O presidente Luiz Inácio Lula da Silva confirmou que será candidato à reeleição em 2026 durante a 68ª Cúpula de Chefes de Estado do Mercosul, realizada em Assunção, no Paraguai. O anúncio veio em um discurso improvisado, feito após a fala oficial sobre o futuro do bloco, e conectou a candidatura diretamente à defesa da democracia brasileira. "Vou concorrer às eleições para garantir que o país se mantenha como um país democrático", afirmou o presidente diante dos demais chefes de Estado.
No mesmo discurso, Lula apresentou propostas de integração regional. Defendeu a criação de um sistema de pagamentos inspirado no Pix, o sistema público e gratuito do Banco Central, como forma de reduzir custos de transações, ampliar o uso de moedas locais e fortalecer o comércio entre os países do bloco. Sugeriu também um fundo sul-americano para enfrentar desastres climáticos e a cooperação no desenvolvimento de inteligência artificial. Encerrou um dos trechos com a frase "ninguém é dono da América do Sul", amplamente interpretada como um recado ao presidente dos Estados Unidos, Donald Trump.

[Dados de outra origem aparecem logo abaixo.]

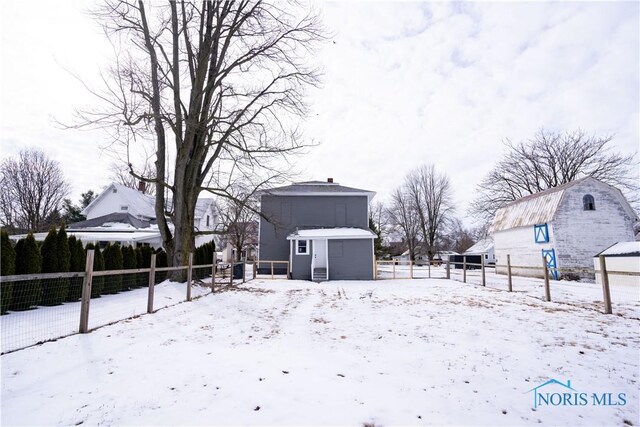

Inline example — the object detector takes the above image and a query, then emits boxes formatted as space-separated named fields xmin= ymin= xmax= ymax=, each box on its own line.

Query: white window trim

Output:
xmin=296 ymin=239 xmax=311 ymax=255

Há pontos em que as diferentes coberturas convergem. Todas registram que a reunião ocorreu sem a presença do presidente argentino, Javier Milei, adversário político declarado de Lula, que enviou o chanceler como representante. Na véspera, Milei havia se encontrado com o senador Flávio Bolsonaro, pré-candidato à Presidência. A cúpula marcou ainda o fim da presidência rotativa paraguaia e a transferência do comando para o Uruguai.
É na leitura política do episódio que as coberturas divergem. Veículos de esquerda destacaram que Lula colocou a defesa das instituições democráticas no centro de sua plataforma, num momento de avanço da extrema direita na região, e apresentaram as propostas de integração como agenda concreta de cooperação e soberania regional. A cobertura relatou a menção explícita do presidente à tentativa de golpe registrada no Brasil como ameaça à democracia.
Já veículos de direita enfatizaram a dimensão eleitoral do discurso. Para a análise publicada nesse campo, Lula transformou a cúpula em palanque, usando a palavra "soberania" para contrapor sua imagem à de adversários associados a uma relação mais próxima com Washington. Um colunista apontou o que classificou como contradição: quando a América do Sul era majoritariamente governada pela esquerda, o alinhamento ideológico entre os países não era tratado por Lula como problema; agora, com a ascensão de governos de direita, a crítica aos "alinhamentos automáticos" ganharia nova função. A cobertura de centro, por sua vez, ateve-se ao registro factual: o anúncio da candidatura, as propostas apresentadas e o contexto da ausência de Milei.
O que ainda não se sabe é como os adversários de Lula responderão ao anúncio e qual será o desenho efetivo das propostas apresentadas. Não há detalhamento sobre prazos, adesões ou viabilidade técnica do sistema de pagamentos regional inspirado no Pix, nem sobre o funcionamento e o financiamento do fundo climático sul-americano. Também permanece em aberto o efeito prático do recado a Trump nas relações do bloco com os Estados Unidos.